There was lots of talk about infrastructure. I want to concentrate on our broadband network, investing in it and making sure that investment delivers and delivers on time, given the importance of broadband investment in R & D and in all our industries. My noble friend Lord Adonis talked about the poor quality of the mobile network. Why is it taking us so long to introduce 4G? By the time we get round to introducing it, 5G, which is on the horizon, will already be with us.

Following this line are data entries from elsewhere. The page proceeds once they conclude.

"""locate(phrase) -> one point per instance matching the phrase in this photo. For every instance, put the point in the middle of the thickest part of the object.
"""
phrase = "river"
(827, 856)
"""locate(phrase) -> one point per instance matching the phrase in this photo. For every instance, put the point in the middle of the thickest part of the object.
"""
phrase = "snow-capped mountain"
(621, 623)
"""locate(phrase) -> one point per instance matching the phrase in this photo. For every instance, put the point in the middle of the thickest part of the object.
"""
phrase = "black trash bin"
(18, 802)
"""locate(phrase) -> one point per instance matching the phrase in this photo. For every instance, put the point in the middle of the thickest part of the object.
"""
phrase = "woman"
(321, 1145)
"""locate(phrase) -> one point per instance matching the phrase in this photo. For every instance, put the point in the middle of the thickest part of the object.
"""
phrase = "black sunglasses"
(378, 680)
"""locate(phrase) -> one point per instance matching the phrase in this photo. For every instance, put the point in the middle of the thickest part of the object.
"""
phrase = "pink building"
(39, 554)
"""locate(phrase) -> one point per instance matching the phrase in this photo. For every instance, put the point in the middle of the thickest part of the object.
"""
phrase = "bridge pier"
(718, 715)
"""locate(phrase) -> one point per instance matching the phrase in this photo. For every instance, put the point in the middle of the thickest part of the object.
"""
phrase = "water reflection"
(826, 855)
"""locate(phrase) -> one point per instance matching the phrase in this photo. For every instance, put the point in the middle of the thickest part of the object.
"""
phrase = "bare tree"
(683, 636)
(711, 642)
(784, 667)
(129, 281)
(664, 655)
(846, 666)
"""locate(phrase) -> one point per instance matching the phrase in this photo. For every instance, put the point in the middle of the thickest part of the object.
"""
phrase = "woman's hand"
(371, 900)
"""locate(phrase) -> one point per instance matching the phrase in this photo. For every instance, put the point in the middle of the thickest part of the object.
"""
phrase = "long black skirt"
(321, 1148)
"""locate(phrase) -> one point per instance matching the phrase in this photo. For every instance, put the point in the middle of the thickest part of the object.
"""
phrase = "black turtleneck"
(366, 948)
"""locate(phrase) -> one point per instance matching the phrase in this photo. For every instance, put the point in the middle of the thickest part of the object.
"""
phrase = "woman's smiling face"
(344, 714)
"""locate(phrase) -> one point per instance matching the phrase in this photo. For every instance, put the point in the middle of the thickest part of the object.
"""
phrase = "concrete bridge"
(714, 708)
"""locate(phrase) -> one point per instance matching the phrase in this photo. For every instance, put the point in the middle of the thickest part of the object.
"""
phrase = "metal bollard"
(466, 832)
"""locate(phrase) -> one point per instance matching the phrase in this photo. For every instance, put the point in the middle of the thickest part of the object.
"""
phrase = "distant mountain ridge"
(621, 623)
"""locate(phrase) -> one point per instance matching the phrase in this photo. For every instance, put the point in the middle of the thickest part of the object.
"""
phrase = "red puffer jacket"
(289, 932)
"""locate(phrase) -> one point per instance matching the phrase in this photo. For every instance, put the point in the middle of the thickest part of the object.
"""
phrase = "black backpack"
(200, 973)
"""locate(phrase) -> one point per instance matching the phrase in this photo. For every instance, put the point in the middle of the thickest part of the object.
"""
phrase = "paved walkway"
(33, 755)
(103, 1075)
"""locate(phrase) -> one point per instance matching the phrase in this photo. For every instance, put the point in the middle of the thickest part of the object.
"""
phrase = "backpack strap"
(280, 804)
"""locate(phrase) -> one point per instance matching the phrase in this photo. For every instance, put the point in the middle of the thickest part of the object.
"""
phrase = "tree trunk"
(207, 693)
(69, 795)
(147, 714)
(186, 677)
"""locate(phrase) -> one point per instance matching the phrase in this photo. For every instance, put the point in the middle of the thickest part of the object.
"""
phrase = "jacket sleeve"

Given my interest in skills and apprenticeship, I want also to focus on apprenticeships. A variety of advice is coming to us on apprenticeships. I am not sure that I completely agree with my noble friend Lord Bhattacharyya on how we should fund them, but their importance should not be underestimated. My noble friend Lord Adonis told us of his experience of companies saying to him, “We were looking for 86 apprentices out of 1,500 and we could not get them”. That comes back to the quality of teaching and ensuring that our best young people understand that it is worth going into engineering. That is fundamentally important. My noble friend Lord Bhattacharyya reminded us that the number of applications for apprenticeships vastly exceeds those available. Demand exceeds supply enormously. My noble friend gave his example and the example that I normally give is British Telecom. It has some 300 apprenticeships and it gets something like 25,000 applications.
The number of companies offering apprenticeships is still pitifully small—only a third of the FTSE 100 companies. Somewhere between 4% and 8% of companies are actually offering apprenticeships. They are a good deal, so how do we encourage the creation of apprenticeships? I hope the noble Lord will address in his reply why the Government are not demonstrating by example and by their own leadership. When they offer government contracts, they should ensure that apprenticeships and training are a key part of those contracts. We did that in the previous Government, and it is interesting that the noble Lord, Lord Hennessy, in his contribution referred to the Olympics—I cannot remember the wonderful quote from Abraham Lincoln. It was not by chance that we got nearly 400 apprentices out of the Olympics; we got them because there was a demand on the companies. Similarly with Crossrail, we ensured that some 400 apprentices would emerge from that. I cannot for the life of me understand why the Government do not understand the importance of demonstrating through their own contracts the creation of apprenticeships. It is an area that the Government have to tackle.
There is another way the Government could encourage apprenticeships. If they want more SMEs to participate in apprenticeships, one of the key ways is through more group training associations, the hubs that encourage SMEs to recognise that if some of the administrative and training burden is concentrated centrally, it becomes much more attractive to those companies to participate in apprenticeships.
I am conscious of the clock, so I will wind up my speech. I think it was my noble friend Lord Giddens who gave us the global perspective, if you like. I did not know whether to feel cheered or gloomy at the end of it, although he gave us some sage advice about the great challenge of trying to create net jobs. I hope that when the Minister gives his reply, he will focus on how we are going to create more apprenticeships.